The temple of the golden pavilion

Early in the morning I go see Kinkaku-ji, the Rokuon-ji Buddhist temple north of Kyoto. Listed as a UNESCO World Heritage Site since 1994, the place is very famous and attracts tourists like a light at night with butterflies. It is nicknamed the Golden Pavilion for its facades covered with gold leaf. Built at the end of the 14th century, the pavilion was burnt down many times.

The temple garden is already crowded and I almost give up the visit. You have to elbow to advance and each millimeter of empty space is immediately taken by storm by tourists spending endless times taking selfies or with the whole family. I go around the garden exasperated by the hubbub. All the Zen atmosphere so characteristic of Japanese gardens has disappeared.

The gardens of the Ryoan-ji temple

Fleeing from the crowd I take refuge in the outdoor parks of Ryoan-ji. Another Buddhist temple of the Rinzai Zen School. Its stone garden is very famous but I do not make the visit a little chilled by my previous experience. I take advantage of the free and relatively calm parks to relax. Very beautiful cherry trees deposit their flowers up to the surface of small ponds. Everything in the landscape invites to relaxation. Two elderly ladies dressed in pretty costumes maintain the gardens. Further on, schoolchildren in uniform and caps on their heads pass, holding hands.

Shimogamo jinja shrine

North of Kyoto is the beautiful Shimogamo-jinja. One of the oldest Shinto shrines in the country, dating from the 12th century, listed as a UNESCO World Heritage Site. A pretty Torii and a traditional bridge marks the entrance. The place is calm and I really appreciate the quiet atmosphere of the place. The shrine as everywhere in Kyoto is painted with magnificent red lines which gives it an undeniable style. All around extends the forest “Tadasu no Mori“, the “forest of truth”, a primitive forest having survived several fires.

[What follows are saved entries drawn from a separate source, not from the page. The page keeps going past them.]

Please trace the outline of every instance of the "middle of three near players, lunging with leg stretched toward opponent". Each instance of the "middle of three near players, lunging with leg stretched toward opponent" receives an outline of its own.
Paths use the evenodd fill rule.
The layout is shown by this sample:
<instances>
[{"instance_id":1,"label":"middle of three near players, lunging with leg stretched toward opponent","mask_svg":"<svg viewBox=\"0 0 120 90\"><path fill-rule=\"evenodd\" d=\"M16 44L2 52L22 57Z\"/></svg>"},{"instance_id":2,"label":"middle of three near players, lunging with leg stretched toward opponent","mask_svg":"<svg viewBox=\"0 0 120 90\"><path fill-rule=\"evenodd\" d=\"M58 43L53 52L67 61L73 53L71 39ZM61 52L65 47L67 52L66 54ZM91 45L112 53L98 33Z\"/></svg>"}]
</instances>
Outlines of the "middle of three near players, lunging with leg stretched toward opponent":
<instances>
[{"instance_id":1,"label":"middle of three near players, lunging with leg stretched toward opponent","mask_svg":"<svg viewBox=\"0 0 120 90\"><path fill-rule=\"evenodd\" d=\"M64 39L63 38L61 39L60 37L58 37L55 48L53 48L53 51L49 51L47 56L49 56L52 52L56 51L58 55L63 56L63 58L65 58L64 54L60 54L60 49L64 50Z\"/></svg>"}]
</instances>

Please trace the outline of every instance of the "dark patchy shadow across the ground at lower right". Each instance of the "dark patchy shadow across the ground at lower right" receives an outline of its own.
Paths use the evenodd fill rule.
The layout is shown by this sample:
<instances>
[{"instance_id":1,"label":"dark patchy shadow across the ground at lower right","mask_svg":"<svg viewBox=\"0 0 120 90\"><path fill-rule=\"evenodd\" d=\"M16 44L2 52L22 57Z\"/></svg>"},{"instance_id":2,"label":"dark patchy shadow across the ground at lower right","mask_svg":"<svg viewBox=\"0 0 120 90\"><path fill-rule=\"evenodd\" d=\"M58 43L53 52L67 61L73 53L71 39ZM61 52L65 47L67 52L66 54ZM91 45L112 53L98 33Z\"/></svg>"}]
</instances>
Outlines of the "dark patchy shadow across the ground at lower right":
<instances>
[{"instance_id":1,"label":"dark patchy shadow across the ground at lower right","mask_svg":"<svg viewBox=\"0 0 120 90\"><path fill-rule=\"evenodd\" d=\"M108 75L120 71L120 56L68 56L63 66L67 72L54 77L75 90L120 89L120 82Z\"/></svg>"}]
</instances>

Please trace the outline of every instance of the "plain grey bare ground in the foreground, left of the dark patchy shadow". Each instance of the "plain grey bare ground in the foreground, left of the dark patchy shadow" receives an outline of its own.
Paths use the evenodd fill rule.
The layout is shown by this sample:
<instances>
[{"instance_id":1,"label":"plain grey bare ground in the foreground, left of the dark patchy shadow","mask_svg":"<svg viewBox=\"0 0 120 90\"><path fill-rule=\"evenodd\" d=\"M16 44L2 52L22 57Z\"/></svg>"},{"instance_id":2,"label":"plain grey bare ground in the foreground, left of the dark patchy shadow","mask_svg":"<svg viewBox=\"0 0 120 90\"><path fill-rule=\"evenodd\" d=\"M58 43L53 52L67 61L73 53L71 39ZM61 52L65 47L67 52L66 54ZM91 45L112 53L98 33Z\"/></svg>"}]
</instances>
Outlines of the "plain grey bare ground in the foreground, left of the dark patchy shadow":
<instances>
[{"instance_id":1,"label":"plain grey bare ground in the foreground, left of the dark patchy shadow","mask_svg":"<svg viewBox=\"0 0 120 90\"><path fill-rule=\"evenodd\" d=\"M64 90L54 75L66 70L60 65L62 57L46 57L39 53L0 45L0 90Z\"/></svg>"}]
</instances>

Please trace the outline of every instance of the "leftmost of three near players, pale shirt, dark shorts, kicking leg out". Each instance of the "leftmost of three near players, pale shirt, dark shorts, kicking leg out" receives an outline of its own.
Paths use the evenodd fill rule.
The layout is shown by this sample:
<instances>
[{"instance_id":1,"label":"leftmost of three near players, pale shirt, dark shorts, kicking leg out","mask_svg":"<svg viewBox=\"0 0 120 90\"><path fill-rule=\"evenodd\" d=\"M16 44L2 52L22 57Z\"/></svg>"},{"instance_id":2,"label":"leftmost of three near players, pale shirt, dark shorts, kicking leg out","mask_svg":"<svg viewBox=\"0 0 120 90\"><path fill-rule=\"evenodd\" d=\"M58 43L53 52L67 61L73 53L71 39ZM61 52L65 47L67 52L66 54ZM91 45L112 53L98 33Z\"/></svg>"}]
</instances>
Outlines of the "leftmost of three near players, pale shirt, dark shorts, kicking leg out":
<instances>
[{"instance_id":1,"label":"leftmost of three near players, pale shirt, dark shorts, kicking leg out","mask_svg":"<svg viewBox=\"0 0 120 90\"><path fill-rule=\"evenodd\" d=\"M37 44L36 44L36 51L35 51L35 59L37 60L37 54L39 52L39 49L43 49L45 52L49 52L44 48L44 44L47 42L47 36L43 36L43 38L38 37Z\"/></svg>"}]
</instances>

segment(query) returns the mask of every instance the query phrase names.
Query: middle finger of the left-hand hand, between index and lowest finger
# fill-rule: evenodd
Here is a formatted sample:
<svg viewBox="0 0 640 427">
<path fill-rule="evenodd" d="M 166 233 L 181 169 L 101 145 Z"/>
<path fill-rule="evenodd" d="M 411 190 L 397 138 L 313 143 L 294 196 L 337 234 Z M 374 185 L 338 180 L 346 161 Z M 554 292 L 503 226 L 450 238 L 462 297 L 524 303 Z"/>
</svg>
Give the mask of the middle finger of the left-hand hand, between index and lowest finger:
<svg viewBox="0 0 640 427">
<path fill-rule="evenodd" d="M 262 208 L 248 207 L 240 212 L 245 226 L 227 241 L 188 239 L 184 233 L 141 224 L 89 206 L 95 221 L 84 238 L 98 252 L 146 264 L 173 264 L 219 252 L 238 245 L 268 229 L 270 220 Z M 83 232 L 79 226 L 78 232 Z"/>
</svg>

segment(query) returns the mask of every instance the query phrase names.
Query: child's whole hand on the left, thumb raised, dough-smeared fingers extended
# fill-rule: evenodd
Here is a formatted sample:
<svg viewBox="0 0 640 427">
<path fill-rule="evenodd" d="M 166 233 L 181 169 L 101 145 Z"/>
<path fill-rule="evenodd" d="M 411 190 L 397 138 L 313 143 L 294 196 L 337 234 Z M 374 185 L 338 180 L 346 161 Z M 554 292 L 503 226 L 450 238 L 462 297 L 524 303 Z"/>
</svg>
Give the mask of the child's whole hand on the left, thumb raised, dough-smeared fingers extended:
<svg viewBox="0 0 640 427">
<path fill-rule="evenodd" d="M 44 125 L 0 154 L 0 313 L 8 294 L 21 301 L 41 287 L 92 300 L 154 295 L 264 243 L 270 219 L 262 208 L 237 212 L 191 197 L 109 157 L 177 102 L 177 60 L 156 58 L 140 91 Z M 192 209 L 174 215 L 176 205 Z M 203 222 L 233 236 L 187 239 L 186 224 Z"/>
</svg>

The Silver Pavilion and the Path of Philosophy

It is raining heavily on Kyoto for my last days in the old capital. I still embark on my last visits. The Ginkaku-ji or Silver Temple is a little sad in the rain but the eras are deserted. The rain made the tourists flee, it is perfect. Buddhist temple made of lacquered wood dating from the 15th century, the building is surrounded by a magnificent dry garden with refined aesthetics.

I then walk the well-known Path of Philosophy, desert compared to a few days earlier. Winding along the canal, the whole is bordered by numerous cherry trees. It takes its name from the Japanese Zen philosopher Kitaro Nishida who wandered there during his daily meditation. In the rain the place loses a bit of its charm but at least I am entitled to an almost absolute calm.

Shinbashi-dori alley

I finish my visit of Kyoto by the Gion district, the heart of the city, where I have already been during the week but which is, in the rain, almost empty. It is the historic district. The one of yesteryear. Where the houses still have their traditional architecture and where paper lanterns light up the stalls. The pedestrian street is lined with beautiful machiya, traditional city dwellings and authentic ochaya (tea houses where geishas entertain customers). Some young women in pretty kimonos pass. I feel immersed in the past and a strong sadness invades me. What a pity that modernity erases all this. The soul of Japan is here. In ancestral traditions, in this architecture, in this way of living. I stay a long time in the rain walking along the small preserved district. Despite a horde of tourists far too noisy for me, my visit to Kyoto will prove to be a little gem of beauty and a very enriching dive into the past.